6. Nesta batalha estive três meses, forçando-me a mim mesma com
esta razão: os trabalhos e a pena de ser freira não podiam ser maiores que os do purgatório e eu bem havia merecido o inferno. Não era, pois, muito o que passava ainda que vivesse como num purgatório: depois iria direto para o Céu, que era este o meu desejo.
Neste movimento de me fazer freira , mais me movia - me parece - um temor servil que o amor. Punha-me o demônio que não poderia
sofrer os trabalhos da Religião por ser tão mimada. Disto me
defendia eu com os trabalhos que passou Cristo: não era muito que
eu passasse alguns por Ele. Ele me ajudaria a levá-los, devia eu
pensar, pois, deste último ponto não me recordo. Passei grandes
tentações nestes dias.
7. Tinham-me dado - calores - uns grandes desmaios.

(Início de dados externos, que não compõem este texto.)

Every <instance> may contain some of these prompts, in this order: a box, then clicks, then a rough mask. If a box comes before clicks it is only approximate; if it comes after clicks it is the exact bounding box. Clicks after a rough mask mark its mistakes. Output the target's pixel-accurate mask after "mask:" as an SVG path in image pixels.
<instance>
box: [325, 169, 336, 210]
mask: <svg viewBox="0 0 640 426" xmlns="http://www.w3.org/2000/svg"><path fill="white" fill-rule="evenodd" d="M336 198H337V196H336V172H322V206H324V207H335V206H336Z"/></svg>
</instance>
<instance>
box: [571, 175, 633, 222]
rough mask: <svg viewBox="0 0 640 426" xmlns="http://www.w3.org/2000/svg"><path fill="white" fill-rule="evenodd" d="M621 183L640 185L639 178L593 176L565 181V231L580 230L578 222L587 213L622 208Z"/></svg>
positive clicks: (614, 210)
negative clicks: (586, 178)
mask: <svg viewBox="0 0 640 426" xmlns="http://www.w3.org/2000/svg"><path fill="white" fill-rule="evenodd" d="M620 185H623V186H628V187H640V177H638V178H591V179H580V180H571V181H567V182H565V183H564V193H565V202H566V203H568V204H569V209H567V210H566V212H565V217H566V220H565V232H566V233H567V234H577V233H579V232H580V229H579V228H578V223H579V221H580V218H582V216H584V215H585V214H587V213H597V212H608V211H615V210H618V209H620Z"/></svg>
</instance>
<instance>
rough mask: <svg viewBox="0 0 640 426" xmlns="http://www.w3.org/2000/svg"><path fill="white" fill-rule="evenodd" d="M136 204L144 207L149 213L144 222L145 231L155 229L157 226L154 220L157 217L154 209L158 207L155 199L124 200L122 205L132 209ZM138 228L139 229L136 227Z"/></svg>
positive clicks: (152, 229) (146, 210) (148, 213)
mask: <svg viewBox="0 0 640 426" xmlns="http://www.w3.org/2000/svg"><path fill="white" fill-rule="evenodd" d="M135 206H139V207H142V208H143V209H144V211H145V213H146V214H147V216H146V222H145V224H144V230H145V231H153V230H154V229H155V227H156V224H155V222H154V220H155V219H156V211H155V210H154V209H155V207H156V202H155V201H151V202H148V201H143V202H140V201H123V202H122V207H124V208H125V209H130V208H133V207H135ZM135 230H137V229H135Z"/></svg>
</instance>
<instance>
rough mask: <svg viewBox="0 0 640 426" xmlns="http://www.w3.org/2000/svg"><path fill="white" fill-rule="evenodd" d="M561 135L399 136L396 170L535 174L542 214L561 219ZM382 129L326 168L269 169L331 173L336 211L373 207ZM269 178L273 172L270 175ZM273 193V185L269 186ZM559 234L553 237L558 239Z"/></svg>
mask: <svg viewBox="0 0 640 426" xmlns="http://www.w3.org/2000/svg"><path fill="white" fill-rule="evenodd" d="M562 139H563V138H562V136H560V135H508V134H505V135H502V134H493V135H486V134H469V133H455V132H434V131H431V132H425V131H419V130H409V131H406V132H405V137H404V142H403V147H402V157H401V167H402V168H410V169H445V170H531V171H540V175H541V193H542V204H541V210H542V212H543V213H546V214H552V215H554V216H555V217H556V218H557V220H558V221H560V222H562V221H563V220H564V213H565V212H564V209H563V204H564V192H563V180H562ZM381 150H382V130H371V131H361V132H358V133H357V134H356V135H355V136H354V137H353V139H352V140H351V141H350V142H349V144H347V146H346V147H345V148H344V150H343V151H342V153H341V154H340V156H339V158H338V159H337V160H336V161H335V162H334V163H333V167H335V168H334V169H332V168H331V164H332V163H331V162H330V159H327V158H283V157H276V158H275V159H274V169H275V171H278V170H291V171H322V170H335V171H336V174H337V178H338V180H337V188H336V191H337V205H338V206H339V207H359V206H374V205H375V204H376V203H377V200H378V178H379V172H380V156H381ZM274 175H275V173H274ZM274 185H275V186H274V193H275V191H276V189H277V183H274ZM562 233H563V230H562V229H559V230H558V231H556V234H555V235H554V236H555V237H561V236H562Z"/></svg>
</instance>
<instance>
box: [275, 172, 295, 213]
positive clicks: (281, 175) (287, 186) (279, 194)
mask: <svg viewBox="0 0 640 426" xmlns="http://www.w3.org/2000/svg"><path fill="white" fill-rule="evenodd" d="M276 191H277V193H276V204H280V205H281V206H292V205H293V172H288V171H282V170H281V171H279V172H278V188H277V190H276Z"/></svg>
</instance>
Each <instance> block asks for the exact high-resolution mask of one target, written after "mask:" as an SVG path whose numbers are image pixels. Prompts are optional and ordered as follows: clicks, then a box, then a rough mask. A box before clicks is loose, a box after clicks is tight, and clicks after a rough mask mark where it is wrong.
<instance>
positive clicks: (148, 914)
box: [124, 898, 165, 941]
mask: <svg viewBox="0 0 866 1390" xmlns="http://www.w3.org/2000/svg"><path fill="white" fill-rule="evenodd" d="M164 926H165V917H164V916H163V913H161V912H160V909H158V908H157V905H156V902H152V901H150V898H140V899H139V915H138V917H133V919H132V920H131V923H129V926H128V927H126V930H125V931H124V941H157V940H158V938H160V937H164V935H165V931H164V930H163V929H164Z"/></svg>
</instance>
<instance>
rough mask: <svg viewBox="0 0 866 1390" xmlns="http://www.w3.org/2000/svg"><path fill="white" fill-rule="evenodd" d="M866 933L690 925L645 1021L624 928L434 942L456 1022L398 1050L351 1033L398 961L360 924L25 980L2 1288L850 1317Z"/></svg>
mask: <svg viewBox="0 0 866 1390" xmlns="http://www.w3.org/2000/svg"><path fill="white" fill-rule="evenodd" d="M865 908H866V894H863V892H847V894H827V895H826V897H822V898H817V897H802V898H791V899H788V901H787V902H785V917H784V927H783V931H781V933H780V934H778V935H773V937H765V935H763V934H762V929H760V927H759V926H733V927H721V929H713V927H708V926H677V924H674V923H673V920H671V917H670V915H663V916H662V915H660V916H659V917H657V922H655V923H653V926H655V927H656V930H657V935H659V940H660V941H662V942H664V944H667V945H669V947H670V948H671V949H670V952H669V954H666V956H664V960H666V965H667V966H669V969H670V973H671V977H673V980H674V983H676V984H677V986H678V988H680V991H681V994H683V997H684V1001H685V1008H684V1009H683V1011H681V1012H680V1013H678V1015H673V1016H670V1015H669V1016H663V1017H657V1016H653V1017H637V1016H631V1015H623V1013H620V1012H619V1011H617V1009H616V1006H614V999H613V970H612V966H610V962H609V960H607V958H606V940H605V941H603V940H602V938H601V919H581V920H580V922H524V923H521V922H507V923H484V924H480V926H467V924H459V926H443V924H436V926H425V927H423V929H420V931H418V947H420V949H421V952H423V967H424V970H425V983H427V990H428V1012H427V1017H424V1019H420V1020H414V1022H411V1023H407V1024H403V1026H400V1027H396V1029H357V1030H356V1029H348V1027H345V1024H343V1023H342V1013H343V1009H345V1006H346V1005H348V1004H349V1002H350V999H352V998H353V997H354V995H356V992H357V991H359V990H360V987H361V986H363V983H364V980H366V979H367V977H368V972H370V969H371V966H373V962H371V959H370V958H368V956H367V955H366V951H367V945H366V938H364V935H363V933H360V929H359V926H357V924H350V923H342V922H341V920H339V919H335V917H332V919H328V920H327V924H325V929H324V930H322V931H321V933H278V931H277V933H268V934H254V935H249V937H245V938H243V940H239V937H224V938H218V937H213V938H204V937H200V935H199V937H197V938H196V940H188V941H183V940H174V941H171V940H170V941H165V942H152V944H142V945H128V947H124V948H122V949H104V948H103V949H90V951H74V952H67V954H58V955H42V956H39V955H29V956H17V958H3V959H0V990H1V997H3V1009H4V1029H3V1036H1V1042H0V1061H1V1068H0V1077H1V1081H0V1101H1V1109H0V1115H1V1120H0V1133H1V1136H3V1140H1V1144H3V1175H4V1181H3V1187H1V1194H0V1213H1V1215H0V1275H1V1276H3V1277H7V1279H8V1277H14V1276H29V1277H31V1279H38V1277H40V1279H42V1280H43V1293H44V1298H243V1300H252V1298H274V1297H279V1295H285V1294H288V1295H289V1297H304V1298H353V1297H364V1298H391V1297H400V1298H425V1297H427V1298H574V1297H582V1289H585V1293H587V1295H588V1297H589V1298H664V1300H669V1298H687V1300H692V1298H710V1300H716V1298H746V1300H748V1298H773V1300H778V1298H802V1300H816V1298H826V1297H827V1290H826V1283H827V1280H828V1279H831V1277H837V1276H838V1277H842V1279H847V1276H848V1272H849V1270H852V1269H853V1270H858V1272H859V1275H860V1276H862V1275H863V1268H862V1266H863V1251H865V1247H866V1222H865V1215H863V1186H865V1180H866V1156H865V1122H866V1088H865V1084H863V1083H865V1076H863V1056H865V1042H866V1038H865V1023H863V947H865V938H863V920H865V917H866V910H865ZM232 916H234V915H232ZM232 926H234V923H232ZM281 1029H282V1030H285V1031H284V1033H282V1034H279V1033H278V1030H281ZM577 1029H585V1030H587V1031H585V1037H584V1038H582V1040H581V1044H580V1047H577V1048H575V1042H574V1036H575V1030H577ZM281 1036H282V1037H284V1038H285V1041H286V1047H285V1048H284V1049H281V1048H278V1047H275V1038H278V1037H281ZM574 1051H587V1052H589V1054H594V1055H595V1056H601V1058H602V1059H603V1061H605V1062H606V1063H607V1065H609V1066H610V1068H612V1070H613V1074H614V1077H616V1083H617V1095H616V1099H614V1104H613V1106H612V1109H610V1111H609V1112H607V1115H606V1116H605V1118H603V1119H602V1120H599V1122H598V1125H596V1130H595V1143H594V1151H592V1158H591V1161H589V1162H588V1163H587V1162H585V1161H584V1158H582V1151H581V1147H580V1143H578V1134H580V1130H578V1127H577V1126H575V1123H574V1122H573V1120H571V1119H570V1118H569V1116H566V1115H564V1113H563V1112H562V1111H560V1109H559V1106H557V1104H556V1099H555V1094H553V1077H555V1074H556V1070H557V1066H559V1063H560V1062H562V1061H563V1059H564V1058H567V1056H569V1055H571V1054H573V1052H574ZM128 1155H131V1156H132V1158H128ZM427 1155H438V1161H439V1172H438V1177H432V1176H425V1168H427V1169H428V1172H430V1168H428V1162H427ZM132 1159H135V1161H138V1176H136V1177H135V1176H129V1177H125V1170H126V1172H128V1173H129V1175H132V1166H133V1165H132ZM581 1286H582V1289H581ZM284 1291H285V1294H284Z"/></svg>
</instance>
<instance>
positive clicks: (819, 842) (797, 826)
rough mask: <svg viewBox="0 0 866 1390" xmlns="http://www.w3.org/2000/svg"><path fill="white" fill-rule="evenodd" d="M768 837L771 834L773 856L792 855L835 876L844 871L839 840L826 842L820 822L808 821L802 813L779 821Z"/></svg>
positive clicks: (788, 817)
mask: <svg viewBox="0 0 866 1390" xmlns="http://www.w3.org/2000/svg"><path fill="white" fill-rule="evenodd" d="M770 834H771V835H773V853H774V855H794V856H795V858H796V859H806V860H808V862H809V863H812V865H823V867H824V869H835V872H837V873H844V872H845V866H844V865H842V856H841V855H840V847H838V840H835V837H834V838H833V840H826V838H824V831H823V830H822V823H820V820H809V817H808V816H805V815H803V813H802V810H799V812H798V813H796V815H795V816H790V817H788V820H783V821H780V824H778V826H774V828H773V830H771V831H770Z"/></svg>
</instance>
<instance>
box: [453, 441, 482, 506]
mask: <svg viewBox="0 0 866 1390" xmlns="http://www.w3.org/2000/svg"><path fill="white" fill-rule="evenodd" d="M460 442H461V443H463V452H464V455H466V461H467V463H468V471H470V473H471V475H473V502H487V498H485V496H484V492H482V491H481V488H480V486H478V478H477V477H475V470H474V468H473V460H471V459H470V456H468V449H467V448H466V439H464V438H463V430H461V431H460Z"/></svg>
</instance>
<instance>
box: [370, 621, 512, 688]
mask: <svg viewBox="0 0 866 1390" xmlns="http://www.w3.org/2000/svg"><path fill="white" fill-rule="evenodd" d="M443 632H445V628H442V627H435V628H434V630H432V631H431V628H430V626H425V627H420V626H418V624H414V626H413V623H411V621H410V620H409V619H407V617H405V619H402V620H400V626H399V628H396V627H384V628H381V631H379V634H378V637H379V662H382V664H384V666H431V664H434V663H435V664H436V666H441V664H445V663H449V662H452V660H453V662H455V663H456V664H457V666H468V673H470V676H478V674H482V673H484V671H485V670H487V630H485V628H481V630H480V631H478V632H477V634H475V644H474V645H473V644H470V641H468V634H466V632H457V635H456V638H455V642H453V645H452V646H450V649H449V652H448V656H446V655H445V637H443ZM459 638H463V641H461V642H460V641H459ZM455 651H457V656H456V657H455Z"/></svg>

Sempre tive bem pouca saúde. Valeu-me a vida por já ser amiga de bons livros. Lia as cartas de São Jerônimo, e estas animavam-me tanto que determinei dizê-lo a meu pai. O que para mim era quase como vestir o hábito. Era tão cheia de brios que não voltaria atrás, me parece, por coisa nenhuma tendo-o dito uma vez. Era tanto o que ele me queria, que de nenhuma maneira o pude convencer, nem
bastaram rogos de pessoas que procurei que lhe falassem. O mais que se pôde conseguir foi que, depois de acabados os seus dias, fizesse o que quisesse. Eu já temia a mim mesma e à minha fraqueza no voltar atrás, e assim não me pareceu que isto me convinha e procurei por outra via, como agora direi.